I’ve taken two of Andrea’s classes, Mondo Beyondo (which she taught with Jen Lemen) and Superhero Photo, and on Monday, June 18th, I’ll be starting Mondo Beyondo Dream Lab.

Horse or Dog?

horse or dog? picture I took of sam during superhero photo

Superhero Photo altered how I saw the world. I got down on the ground, climbed on chairs and tables, went out in all colors and weights of light, looked close and far away, and went on treasure hunts. I took some of the most magical pictures I ever had, and I haven’t stopped taking them.

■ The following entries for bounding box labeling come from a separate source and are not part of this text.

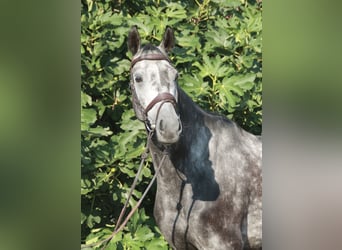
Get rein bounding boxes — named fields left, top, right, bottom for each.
left=131, top=53, right=171, bottom=69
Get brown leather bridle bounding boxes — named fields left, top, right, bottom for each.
left=130, top=53, right=177, bottom=131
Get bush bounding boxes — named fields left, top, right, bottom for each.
left=81, top=0, right=262, bottom=249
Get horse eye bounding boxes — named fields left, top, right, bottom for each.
left=134, top=75, right=142, bottom=83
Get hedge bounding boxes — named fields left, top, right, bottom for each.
left=81, top=0, right=262, bottom=250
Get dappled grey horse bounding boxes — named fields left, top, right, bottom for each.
left=128, top=27, right=262, bottom=250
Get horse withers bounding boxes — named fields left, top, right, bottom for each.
left=128, top=27, right=262, bottom=250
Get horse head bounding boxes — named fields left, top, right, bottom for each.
left=128, top=26, right=182, bottom=144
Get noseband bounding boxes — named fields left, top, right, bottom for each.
left=130, top=53, right=177, bottom=131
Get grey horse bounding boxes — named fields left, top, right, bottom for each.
left=128, top=26, right=262, bottom=250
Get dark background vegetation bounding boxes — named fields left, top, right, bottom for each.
left=0, top=0, right=342, bottom=250
left=81, top=0, right=262, bottom=249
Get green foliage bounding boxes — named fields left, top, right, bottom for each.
left=81, top=0, right=262, bottom=249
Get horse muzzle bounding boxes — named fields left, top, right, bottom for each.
left=145, top=93, right=182, bottom=144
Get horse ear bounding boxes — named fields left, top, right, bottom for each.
left=159, top=26, right=175, bottom=52
left=128, top=25, right=140, bottom=56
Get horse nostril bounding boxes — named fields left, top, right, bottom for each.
left=159, top=120, right=164, bottom=131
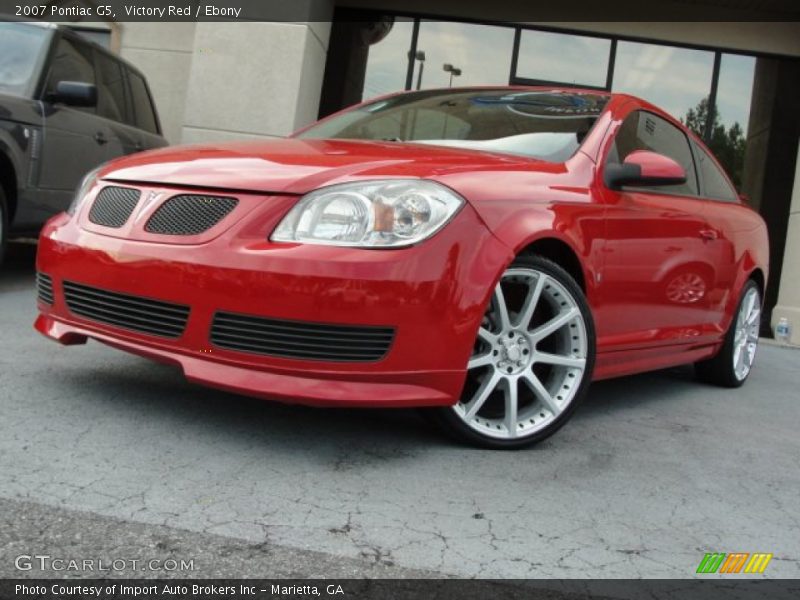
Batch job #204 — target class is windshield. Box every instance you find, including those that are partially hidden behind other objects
[297,89,608,162]
[0,21,50,96]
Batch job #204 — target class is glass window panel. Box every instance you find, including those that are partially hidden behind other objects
[128,70,158,133]
[608,110,698,196]
[697,146,737,202]
[516,29,611,87]
[613,42,714,118]
[717,54,756,132]
[707,54,756,189]
[363,19,414,100]
[94,52,130,123]
[414,21,514,89]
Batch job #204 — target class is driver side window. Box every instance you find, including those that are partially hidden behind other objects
[45,37,96,113]
[607,110,699,196]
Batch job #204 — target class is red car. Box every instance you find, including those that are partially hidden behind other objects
[36,88,768,448]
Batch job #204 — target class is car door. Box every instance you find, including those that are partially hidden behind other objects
[597,110,717,349]
[692,143,754,327]
[38,36,110,213]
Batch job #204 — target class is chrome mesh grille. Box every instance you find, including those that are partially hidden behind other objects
[64,281,189,338]
[211,312,394,362]
[144,194,239,235]
[36,273,53,304]
[89,186,141,229]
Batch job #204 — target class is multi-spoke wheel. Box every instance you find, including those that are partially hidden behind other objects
[695,280,761,387]
[438,257,594,448]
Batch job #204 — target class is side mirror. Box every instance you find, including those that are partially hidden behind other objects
[605,150,686,190]
[47,81,97,106]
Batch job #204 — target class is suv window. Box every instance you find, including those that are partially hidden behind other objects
[608,110,699,196]
[94,52,125,123]
[128,70,158,134]
[695,144,738,202]
[45,37,96,113]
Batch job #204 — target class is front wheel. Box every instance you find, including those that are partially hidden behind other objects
[433,256,595,449]
[695,279,761,388]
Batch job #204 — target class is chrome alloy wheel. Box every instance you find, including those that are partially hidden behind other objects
[452,267,588,440]
[733,288,761,381]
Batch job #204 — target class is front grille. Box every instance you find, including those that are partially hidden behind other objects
[144,194,239,235]
[89,186,141,229]
[64,281,189,338]
[211,312,394,362]
[36,273,53,304]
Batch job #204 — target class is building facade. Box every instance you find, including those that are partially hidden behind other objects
[37,0,800,344]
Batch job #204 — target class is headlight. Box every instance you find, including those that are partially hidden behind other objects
[67,165,103,216]
[271,179,464,248]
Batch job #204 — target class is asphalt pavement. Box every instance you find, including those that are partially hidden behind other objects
[0,244,800,578]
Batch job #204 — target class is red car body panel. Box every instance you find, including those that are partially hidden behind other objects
[36,88,768,407]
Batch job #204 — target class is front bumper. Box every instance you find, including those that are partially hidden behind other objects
[35,192,512,407]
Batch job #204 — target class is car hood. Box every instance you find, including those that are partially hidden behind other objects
[100,138,564,194]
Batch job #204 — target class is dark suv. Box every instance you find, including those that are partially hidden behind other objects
[0,19,167,261]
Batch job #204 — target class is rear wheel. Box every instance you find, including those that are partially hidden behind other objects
[695,280,761,388]
[433,257,595,449]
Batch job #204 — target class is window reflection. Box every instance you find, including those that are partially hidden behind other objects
[717,54,756,133]
[613,41,714,118]
[414,21,514,89]
[364,19,414,100]
[516,29,611,87]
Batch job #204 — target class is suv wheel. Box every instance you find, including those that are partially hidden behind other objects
[433,256,595,449]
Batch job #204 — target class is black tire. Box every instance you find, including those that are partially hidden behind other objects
[0,186,9,265]
[695,279,761,388]
[426,256,595,450]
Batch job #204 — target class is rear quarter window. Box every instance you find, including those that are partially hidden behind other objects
[694,144,739,202]
[128,71,159,134]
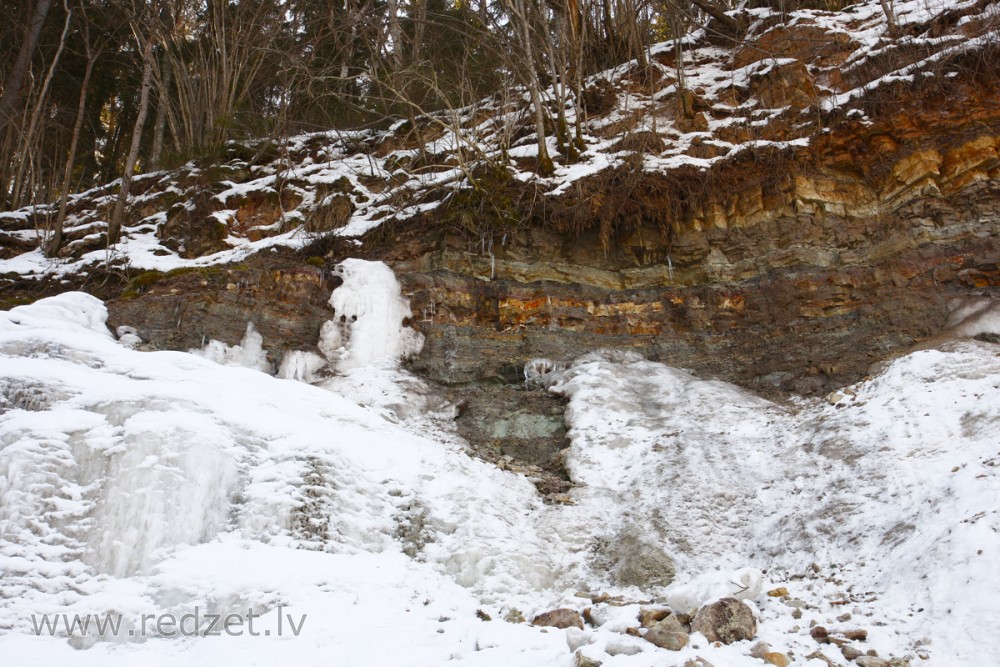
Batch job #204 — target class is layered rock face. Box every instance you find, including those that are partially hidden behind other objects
[380,109,1000,394]
[101,82,1000,394]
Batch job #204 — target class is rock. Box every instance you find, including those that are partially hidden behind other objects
[645,616,688,651]
[566,628,594,652]
[503,609,526,623]
[639,609,670,628]
[840,645,864,660]
[854,655,889,667]
[603,526,676,589]
[684,658,713,667]
[691,598,757,644]
[604,640,642,656]
[531,609,583,630]
[806,651,839,667]
[764,652,792,667]
[750,642,771,660]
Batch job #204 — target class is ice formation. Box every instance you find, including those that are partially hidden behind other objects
[0,294,1000,667]
[319,259,424,371]
[191,322,274,373]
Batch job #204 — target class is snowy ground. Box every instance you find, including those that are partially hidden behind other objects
[0,261,1000,667]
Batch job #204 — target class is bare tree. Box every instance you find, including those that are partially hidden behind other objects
[108,1,158,246]
[45,0,99,257]
[0,0,52,137]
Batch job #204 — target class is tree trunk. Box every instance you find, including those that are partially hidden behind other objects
[11,0,73,206]
[108,31,155,246]
[0,0,52,137]
[45,48,96,257]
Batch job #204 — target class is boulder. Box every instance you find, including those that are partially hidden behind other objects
[691,598,757,644]
[531,609,583,630]
[645,616,688,651]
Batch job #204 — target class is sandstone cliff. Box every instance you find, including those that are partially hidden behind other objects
[0,1,1000,394]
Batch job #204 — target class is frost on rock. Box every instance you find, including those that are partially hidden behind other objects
[948,297,1000,342]
[191,322,274,374]
[524,358,566,389]
[319,259,424,371]
[278,350,327,383]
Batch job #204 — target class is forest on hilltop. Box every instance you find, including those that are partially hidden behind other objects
[0,0,893,210]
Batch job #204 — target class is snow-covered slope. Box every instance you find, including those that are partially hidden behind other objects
[0,262,1000,666]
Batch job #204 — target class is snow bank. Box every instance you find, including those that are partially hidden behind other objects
[0,294,1000,667]
[191,322,274,373]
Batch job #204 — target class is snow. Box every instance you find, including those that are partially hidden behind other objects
[0,268,1000,667]
[191,322,274,377]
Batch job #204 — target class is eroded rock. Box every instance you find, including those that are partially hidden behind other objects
[691,598,757,644]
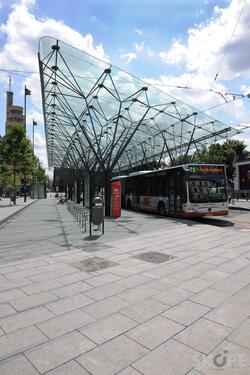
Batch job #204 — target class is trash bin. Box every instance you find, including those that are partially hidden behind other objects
[91,196,104,225]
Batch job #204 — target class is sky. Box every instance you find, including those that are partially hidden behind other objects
[0,0,250,172]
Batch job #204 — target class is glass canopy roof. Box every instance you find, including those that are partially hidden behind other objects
[39,37,239,171]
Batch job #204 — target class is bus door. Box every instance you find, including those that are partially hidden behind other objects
[168,176,175,216]
[169,175,182,216]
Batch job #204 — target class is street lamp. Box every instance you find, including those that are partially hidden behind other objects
[23,86,31,202]
[32,119,37,199]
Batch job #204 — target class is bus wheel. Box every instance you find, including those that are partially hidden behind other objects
[127,199,132,210]
[157,202,166,216]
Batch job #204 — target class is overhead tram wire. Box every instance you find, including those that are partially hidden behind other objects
[0,69,40,82]
[211,0,247,89]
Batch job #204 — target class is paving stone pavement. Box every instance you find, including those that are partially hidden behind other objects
[0,200,250,375]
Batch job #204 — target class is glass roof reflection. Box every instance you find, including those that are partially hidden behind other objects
[39,37,238,171]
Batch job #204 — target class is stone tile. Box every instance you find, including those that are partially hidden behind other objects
[206,303,250,328]
[0,307,54,333]
[0,277,30,292]
[203,256,228,266]
[153,287,194,306]
[37,310,95,338]
[25,332,95,373]
[178,277,214,293]
[87,273,120,287]
[52,281,92,298]
[116,275,152,288]
[213,278,247,295]
[79,313,137,345]
[228,287,250,308]
[0,303,16,318]
[29,269,68,283]
[161,301,210,326]
[133,340,202,375]
[46,361,89,375]
[57,271,91,285]
[77,335,148,375]
[175,318,231,354]
[190,289,231,307]
[82,296,129,319]
[227,319,250,350]
[16,259,47,270]
[22,280,62,295]
[0,326,47,359]
[121,298,169,323]
[147,277,181,291]
[117,366,141,375]
[0,355,39,375]
[5,268,39,280]
[46,294,94,315]
[118,285,159,303]
[200,270,228,282]
[11,292,58,311]
[84,283,124,301]
[126,316,185,349]
[0,289,26,304]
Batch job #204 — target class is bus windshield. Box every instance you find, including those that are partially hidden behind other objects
[188,166,227,203]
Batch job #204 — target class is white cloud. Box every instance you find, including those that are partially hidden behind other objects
[134,27,144,36]
[160,0,250,82]
[120,52,137,63]
[134,42,144,53]
[159,40,188,64]
[156,0,250,148]
[0,0,108,167]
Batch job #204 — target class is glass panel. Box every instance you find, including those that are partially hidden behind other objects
[39,37,240,169]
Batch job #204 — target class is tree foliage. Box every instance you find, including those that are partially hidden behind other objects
[0,125,46,198]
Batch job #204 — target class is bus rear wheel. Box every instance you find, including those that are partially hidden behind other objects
[157,202,166,216]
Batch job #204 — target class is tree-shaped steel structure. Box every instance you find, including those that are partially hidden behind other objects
[39,37,237,216]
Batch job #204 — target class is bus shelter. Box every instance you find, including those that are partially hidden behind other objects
[38,37,238,215]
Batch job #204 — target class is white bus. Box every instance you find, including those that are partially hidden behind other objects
[118,164,229,218]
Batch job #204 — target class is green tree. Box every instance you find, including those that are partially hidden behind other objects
[0,125,30,203]
[0,163,13,191]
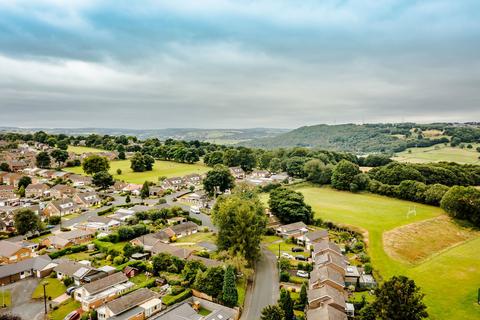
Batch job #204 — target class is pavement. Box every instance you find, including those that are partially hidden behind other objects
[240,248,280,320]
[0,278,44,320]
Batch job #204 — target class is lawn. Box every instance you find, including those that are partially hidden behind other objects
[32,278,67,300]
[67,146,105,154]
[288,185,480,319]
[0,290,12,308]
[64,160,209,184]
[393,144,480,164]
[49,299,81,320]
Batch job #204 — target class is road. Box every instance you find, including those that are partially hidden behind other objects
[240,248,279,320]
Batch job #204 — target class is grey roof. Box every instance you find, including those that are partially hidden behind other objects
[83,272,128,294]
[106,288,157,315]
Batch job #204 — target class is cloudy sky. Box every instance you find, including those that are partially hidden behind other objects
[0,0,480,128]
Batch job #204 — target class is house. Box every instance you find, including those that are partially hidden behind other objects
[307,304,348,320]
[162,177,186,191]
[308,266,345,291]
[307,284,346,312]
[50,184,77,199]
[42,229,95,249]
[43,198,79,217]
[155,297,239,320]
[275,221,308,238]
[0,240,33,264]
[164,221,198,238]
[25,183,50,198]
[297,229,329,251]
[97,288,162,320]
[0,255,57,285]
[74,272,134,311]
[73,192,100,208]
[229,167,245,179]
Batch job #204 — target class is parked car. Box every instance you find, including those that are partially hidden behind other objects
[297,270,308,278]
[282,252,293,259]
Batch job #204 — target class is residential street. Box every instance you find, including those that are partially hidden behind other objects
[241,248,279,320]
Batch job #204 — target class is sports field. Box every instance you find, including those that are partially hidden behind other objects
[295,185,480,319]
[64,160,210,184]
[393,144,480,164]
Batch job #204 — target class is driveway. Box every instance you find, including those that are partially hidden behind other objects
[3,278,44,320]
[240,248,279,320]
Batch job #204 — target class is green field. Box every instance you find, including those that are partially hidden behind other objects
[393,144,480,164]
[288,185,480,319]
[64,160,209,184]
[67,146,105,154]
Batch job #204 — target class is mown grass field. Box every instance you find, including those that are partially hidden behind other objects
[67,146,105,154]
[393,144,480,164]
[288,185,480,319]
[64,160,210,184]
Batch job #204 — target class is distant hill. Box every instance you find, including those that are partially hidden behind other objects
[0,127,288,144]
[241,123,480,153]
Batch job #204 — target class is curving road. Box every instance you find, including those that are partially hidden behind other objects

Mondo Beyondo fundamentally shifted the way I approached my life, the way I saw myself. In this post, (which Andrea wrote when she first introduced the course in 2009), she describes the concept of a Mondo Beyondo list, what that approach looks like and means. She says,

I had been making these kinds of lists for years but had never had a name for it, or ever formalized my mental list by writing it down. My Mondo Beyondo. I liked the sound of it. I also loved the idea of stretching yourself into this world of the outrageous. If your imagination could reach a bit farther with this exercise, then you were giving yourself a powerful gift: expanding your idea of what is possible.

image by jen gray

Here’s the list of what I’ve done because of Andrea Scher, things I can cross off my Mondo Beyondo List:

  1. Started writing this blog
  2. Bought a ticket to World Domination Summit (WDS, just a few weeks away!)
  3. Took a few classes with Susannah Conway, got a signed copy of her book (sent by her!), am taking a writing workshop with her at WDS, and attending an event on her book tour at Kelly Rae Robert’s studio (!)
  4. Met Brene’ Brown (holy crap, I even talked to her!), took a two-day workshop with her
  5. Signed up to take a yoga class with Marianne Elliott at WDS
  6. Went to a Fearless Creativity writing and meditation retreat at Shambhala Mountain Center with Susan Piver (oh how I adore that woman!)
  7. Hosted a Well-Fed Woman Mini Retreatshop led by Rachel Cole
  8. Started writing a book

Maybe for some people, this list wouldn’t seem that astonishing, but we are talking about me here: INFJ, introvert, highly sensitive person who suffered from depression, anxiety, and writer’s block for 25+ years, (maybe longer?). This list is huge, ginormous, crazy wild amazing.

andrea scher, taken by laurie wagner

I found Andrea Scher’s blog, Superhero Journal, at a time when I was so brokenhearted, such a mess, so stuck, so tired. I didn’t know how to keep going, where to even start. I was searching, my view clouded by grief, knew that I had abandoned myself and my dreams, but didn’t know how to find my way back.

The person I am today: writer, artist, warrior, brave, open-hearted, funny, strong, joyful, sane, is possible in part because of Andrea Scher. She invited me to expand my idea of what was possible. She encouraged me, was kind and honest. She was constantly admitting the things that are hard and messy, while still pointing out what’s beautiful and precious. She reminds me of this quote from Muriel Rukeyser, “What would happen if one woman told the truth about her life? The world would split open.” Split open, and through the cracks, the light would get in (or maybe get out?).

Thank you, Andrea. I adore you and am so grateful for your work, your truth and your light, which have been of such great benefit to me as I stumble along.